Upgraded display

Dell sells some pretty nice monitors. Just picked up a nice UltraSharp 27-inch display. Great color accuracy and good build quality. The old 20″ Apple Cinema Display (with the old ADC connector) is now retired after close to 10 years of use. It might get used as a 2nd monitor, but there’s not enough desk now at this point. And some people will ask “Why not a 4K monitor?”. Two reasons. Expensive, and I don’t “need” 4K for anything right now or in the near future. It’s kind of a technology looking for a problem to solve – for me at any rate. So no 4k.

Thoughts on the Mac App store…

So I recently made some purchases through Apple’s Mac App store. Overall I think it’s a good system, particularly for those developers without strong marketing and distribution channels. The net benefit for the world is positive, although I wouldn’t want app stores like this to be the only way of buying and distributing software.

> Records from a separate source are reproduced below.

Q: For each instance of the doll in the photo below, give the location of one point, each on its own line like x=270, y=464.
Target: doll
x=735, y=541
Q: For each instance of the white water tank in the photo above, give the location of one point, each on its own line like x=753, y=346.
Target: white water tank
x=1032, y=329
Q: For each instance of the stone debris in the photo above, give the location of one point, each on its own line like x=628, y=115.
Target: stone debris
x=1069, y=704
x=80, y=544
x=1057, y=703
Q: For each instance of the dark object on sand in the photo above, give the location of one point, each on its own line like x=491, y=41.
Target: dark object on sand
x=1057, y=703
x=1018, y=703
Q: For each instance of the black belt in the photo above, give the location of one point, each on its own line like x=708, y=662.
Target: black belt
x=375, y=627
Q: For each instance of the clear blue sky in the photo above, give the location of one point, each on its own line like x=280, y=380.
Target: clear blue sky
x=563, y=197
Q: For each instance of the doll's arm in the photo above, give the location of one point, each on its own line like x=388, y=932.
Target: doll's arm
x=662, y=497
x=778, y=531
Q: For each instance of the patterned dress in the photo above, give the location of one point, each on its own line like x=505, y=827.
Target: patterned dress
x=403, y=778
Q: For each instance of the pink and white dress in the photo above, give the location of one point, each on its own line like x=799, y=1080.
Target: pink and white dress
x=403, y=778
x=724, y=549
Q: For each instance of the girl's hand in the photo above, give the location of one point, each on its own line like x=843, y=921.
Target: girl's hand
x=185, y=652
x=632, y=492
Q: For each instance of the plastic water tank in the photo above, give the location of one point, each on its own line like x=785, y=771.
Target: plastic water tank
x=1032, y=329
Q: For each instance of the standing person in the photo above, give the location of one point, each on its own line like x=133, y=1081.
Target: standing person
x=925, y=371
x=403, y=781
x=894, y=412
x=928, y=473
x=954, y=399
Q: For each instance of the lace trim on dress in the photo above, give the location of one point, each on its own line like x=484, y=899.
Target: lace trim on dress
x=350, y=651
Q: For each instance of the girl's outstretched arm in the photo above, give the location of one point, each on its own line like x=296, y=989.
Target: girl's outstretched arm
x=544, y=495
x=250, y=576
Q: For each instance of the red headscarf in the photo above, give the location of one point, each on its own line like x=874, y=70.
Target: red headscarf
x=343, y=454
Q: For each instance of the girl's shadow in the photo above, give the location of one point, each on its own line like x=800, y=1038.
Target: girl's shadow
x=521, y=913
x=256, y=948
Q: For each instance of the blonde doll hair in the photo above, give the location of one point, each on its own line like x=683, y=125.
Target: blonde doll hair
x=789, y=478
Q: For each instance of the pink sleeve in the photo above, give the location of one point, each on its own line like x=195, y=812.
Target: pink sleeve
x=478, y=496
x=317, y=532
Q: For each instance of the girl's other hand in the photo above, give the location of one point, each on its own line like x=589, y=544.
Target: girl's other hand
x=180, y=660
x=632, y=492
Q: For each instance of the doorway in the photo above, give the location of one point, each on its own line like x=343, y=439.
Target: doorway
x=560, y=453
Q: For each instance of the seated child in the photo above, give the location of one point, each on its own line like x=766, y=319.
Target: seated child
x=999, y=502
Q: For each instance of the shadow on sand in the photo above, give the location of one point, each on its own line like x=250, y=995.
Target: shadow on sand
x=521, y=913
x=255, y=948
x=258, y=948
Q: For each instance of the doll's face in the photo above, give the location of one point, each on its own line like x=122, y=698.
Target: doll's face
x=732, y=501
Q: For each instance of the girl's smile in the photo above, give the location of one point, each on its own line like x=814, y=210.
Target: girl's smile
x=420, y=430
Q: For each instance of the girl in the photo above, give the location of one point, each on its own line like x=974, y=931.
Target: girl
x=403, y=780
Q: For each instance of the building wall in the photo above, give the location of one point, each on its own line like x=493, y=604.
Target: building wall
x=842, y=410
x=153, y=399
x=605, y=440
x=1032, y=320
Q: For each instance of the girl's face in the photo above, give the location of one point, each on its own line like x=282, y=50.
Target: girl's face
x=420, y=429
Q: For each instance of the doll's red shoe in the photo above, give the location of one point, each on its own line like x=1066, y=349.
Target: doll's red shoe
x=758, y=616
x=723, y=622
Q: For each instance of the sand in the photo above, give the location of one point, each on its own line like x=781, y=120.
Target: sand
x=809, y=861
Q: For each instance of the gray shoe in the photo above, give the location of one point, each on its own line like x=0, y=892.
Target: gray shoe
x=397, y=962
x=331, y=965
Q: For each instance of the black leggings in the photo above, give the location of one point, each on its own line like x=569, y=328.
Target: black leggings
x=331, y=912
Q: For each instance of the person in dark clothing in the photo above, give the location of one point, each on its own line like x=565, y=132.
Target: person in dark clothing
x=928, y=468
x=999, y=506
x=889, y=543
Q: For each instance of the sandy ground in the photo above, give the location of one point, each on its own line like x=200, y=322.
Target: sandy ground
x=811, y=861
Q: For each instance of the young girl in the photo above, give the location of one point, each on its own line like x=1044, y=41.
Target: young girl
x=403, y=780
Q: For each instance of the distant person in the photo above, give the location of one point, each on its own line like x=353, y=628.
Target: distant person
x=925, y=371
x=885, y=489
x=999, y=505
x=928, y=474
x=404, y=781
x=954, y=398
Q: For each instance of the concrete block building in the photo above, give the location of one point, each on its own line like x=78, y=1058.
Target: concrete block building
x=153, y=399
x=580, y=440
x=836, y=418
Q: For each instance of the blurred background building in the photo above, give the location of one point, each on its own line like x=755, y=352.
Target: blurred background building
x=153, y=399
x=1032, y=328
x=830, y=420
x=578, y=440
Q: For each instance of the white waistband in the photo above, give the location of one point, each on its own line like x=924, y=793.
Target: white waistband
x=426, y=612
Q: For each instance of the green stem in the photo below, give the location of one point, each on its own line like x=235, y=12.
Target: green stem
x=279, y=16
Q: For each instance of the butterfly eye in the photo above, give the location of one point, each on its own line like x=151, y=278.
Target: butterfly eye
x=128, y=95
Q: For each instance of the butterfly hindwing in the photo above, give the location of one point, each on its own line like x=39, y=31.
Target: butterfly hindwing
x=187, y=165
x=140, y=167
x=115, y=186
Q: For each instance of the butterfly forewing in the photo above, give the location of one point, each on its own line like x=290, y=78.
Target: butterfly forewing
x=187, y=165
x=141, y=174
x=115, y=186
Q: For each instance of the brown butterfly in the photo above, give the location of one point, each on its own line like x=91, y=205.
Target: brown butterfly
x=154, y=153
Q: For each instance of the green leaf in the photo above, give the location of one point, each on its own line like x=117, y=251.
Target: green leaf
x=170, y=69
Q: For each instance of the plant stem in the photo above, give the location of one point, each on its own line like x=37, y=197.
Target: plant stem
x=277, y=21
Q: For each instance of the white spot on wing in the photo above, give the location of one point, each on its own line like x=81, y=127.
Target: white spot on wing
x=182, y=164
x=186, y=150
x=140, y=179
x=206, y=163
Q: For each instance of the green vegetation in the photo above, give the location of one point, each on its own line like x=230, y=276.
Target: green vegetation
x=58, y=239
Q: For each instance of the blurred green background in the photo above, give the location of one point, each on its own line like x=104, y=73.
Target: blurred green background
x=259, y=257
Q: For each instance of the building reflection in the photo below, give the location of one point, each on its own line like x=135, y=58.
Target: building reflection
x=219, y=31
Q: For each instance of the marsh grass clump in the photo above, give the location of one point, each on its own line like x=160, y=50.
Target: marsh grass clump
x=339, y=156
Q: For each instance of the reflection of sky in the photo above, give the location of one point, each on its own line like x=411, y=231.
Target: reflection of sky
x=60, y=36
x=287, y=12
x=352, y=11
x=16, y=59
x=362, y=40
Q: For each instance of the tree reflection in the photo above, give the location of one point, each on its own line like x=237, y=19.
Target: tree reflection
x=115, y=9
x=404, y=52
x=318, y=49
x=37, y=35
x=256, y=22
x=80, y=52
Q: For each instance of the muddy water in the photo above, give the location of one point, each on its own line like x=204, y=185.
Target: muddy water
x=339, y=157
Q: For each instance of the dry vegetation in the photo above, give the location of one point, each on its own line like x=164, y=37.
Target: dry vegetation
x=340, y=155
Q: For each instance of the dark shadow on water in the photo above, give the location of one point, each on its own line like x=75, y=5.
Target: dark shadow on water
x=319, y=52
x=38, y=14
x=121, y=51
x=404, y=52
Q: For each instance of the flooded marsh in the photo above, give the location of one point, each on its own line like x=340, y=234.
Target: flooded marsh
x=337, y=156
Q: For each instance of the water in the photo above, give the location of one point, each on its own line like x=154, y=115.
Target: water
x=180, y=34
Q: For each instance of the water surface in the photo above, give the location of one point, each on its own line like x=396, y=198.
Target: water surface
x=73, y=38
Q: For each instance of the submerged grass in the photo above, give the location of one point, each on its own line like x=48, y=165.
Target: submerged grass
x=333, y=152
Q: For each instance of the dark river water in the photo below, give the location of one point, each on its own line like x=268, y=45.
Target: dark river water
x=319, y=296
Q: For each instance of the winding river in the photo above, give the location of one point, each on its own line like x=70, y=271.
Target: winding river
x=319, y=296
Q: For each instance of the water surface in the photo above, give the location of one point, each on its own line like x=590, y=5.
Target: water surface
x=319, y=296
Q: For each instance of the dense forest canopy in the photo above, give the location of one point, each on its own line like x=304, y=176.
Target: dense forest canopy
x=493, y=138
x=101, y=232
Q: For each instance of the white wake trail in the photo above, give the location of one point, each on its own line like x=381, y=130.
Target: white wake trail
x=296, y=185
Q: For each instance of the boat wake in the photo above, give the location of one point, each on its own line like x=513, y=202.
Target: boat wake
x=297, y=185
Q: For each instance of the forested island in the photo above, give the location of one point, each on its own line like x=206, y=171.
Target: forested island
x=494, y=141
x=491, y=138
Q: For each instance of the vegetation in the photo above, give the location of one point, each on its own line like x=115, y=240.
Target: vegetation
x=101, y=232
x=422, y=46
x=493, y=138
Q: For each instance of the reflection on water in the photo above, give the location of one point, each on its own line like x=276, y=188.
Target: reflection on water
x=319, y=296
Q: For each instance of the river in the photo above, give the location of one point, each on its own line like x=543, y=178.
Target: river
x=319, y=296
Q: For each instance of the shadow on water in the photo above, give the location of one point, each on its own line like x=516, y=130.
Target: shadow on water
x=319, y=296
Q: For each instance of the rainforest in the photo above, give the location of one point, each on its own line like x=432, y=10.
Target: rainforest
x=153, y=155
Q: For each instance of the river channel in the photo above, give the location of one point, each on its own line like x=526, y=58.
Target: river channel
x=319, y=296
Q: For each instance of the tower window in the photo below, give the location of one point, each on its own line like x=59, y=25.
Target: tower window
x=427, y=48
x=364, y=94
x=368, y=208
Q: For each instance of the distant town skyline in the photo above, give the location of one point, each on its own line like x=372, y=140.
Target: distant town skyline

Here’s a quick list of pros and cons, followed up with my “huh…this could change everything” realization.

Pros:
– Purchases are amazingly easy and generally painless.
– instant gratification (click, purchase, download, and go)
– easy to keep apps up to date
– curated experience means good exposure to new/useful apps while (so far) keeping malware out
– App Stores – not just the Mac App store – provide economic impetus to develop for the Apple ecosystem, meaning more cool apps for Mac OS/iOS

Mixed:
– walled garden – it’s nice and pretty, but sometimes you want to break out…

Cons:
– the store is difficult to search
– for a “curated” experience, the store still has a lot of “this passed review?” kind of apps
– broadband is a necessity, particularly for larger apps

And now for the “this can change everything” realization. So most software licenses basically tie the software to a machine, device, and sometimes even by CPU. Under the App Store, once you purchase software, it is licensed to your App store user account. This means you buy software once and can use it anywhere (after logging into the App store and installing the app under your App store user account). It’s basically a floating license (I’m looking at you, Luxology Modo). This makes perfect sense to me – the machine doesn’t matter – it’s not licensing the software. The user though…they matter a lot, they’re the ones licensing the software. I eagerly await for this licensing model to become the norm because it has the potential to change everything.